In 2023, ScrapFest will celebrate its 13th iteration; in that time, Sandstedt’s artworks have taken home two first-place wins, two second-place wins, and a people’s choice win. His pieces have also set the post-competition auction record three years in a row. After a time, he was recruited to craft the trophies for the ScrapFest winners, which led to a new line of business making custom metalwork trophies for events throughout the Old Town community – beard-growing competitions, business awards, and sports tournaments, to name a few. Sandstedt has even created trophies for in-house chili and basketball contests at Block Imaging.
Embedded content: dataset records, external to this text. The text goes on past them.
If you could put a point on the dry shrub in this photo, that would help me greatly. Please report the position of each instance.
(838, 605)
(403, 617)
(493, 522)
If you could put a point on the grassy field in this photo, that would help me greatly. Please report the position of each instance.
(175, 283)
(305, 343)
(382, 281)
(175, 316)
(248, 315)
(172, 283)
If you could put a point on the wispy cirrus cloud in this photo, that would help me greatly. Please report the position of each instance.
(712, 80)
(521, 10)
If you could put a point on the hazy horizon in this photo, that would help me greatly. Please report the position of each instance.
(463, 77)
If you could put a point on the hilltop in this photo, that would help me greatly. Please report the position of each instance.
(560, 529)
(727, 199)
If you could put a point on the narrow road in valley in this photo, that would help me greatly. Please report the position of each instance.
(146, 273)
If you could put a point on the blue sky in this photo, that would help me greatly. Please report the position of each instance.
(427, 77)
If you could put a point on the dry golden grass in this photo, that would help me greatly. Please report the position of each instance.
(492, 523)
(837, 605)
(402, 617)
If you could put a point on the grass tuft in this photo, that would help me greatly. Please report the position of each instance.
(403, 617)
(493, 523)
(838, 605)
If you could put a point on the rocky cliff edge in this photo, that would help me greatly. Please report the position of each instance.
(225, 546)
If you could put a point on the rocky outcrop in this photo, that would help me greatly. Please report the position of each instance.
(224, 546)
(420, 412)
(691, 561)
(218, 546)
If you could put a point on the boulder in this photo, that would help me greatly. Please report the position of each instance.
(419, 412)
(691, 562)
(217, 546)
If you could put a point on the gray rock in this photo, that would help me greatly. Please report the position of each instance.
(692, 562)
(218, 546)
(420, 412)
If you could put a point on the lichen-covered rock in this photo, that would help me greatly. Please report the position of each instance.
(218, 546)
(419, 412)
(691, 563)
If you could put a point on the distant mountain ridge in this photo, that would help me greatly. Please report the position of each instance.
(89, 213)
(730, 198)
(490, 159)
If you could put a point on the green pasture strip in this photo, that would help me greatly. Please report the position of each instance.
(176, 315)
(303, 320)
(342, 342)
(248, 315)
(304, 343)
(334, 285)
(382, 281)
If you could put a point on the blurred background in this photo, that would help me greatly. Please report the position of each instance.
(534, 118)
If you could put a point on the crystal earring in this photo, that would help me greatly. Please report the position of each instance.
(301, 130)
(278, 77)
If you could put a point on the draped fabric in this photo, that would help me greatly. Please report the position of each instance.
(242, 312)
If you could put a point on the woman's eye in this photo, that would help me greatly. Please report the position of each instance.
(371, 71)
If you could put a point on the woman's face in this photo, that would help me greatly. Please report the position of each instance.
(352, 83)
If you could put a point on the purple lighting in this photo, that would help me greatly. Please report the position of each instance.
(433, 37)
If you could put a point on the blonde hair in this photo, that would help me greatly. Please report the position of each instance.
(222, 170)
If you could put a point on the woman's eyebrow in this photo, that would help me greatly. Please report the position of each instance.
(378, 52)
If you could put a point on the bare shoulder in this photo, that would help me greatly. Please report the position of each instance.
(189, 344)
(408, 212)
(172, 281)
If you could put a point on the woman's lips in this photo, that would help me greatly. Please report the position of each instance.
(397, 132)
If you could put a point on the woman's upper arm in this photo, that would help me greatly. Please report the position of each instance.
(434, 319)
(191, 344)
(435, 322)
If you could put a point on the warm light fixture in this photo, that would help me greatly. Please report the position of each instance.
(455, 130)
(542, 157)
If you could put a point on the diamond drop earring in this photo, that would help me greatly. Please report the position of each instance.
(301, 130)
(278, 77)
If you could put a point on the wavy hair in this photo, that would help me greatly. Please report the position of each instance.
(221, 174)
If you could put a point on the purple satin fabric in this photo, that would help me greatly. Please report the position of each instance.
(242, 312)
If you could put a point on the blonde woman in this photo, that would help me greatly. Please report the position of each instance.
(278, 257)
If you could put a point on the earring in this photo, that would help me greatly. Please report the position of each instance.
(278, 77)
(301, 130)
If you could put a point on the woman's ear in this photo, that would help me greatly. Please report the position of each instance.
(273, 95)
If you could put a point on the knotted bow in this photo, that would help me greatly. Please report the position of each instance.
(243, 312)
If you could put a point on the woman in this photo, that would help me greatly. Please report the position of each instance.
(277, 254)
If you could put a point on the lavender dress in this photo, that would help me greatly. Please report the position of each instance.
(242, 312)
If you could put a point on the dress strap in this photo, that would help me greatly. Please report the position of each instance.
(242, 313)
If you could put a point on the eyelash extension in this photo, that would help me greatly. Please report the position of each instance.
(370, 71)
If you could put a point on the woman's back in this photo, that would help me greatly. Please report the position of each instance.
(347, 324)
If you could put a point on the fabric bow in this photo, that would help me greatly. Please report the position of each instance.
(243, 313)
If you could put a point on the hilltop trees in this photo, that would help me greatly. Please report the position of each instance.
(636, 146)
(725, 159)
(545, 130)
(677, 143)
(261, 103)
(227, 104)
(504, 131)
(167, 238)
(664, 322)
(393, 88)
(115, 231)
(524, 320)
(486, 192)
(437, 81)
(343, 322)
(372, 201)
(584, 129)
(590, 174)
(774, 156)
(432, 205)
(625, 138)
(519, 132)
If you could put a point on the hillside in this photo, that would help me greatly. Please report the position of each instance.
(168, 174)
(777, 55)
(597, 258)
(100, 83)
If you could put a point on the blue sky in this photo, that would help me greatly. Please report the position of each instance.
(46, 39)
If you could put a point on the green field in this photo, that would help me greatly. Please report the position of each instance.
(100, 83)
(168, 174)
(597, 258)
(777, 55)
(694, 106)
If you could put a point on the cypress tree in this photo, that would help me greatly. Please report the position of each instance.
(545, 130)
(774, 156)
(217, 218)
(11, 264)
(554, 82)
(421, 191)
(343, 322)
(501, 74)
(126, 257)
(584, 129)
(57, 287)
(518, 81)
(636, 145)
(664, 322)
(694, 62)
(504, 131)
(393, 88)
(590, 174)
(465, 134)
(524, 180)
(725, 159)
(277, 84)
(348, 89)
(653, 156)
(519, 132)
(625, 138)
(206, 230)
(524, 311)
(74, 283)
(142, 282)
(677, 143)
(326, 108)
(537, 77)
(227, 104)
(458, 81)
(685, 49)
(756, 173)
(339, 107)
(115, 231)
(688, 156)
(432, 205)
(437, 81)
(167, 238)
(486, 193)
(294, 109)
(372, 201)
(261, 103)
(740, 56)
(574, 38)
“I’m going to make art until the day I die; I’m not just going to retire and do nothing,” Sandstedt said. “That’s why I love working at a place like Block that gives me the opportunity. My job lets me do a lot of things in life that the art might not let me do. Having a job that lets me take vacations and pay all my bills allows me to go make what I want to make.”
Sandstedt’s artist philosophy is “creativity within confines.” He enjoys the logical exercises of making art within the limitations of found objects, or a commissioned assignment, and expressing himself there.
“Sometimes people have such an open end to what they’re supposed to do that it limits them,” he said. “They can have so many options it’s hard to pick one.
“I always talk about the movie ‘Apollo 13,’ ” Sandstedt said. “Things go bad, and they have to fix the problem to get to Earth. They dump a box on the table and say, ‘Here’s what we have. How do we use this material to make it work?’ That’s why I love the challenge of using repurposed and reclaimed stuff: it forces you to completely think in a different way.”
Sandstedt doesn’t believe he will ever fully retire from working his weekday job, but he does intend to focus more on custom work, and eventually, a gallery show of his portfolio. He would like to design some furniture with his sons, a mechanic, a machinist, and a woodworker, respectively; he’d love to place one of his pieces in a sculpture park. But whatever form his work takes, it’s most important to Sandstedt that he continues to grow as an artist.
“People ask me, ‘What’s the best piece of art you’ve made?’ ” he said. “Well, I haven’t made it yet, but you can see the growth every year. The stuff I made when I was 25, versus 35, versus 45, it gets better all the time.”
“All these people that I admire, I always look at these big pieces and think, ‘How old was this artist when they made this?’ ” Sandstedt said. “It takes a while to hone in on what you’re good at, and get better and better. To be a master craftsman, you’re always learning, you’re always doing, you’re always teaching. I look at my nephews and sons who are in their early to mid 20s, and the deception of social media makes it look so easy for everybody to hit this stride full-tilt.”
As a working artist, Sandstedt also finds himself becoming an ambassador for the fine arts among friends and guests to his home. His walls and shelves are lined with original artworks from local artists, and when people ask him, “Where’d you get this?” he’s able to reinforce the connections that link the arts with their patrons.
“There’s some things that face-to-face interactions do,” Sandstedt said. “You’re not going to create this feel by something you’ve bought at Hobby Lobby or Target that’s been screen-printed and mass-produced.”
“When you communicate your craft to people, no matter what you do; when it’s original, and someone’s been developing and pouring themselves into it, it has an intangible X-factor that you can’t explain,” he said.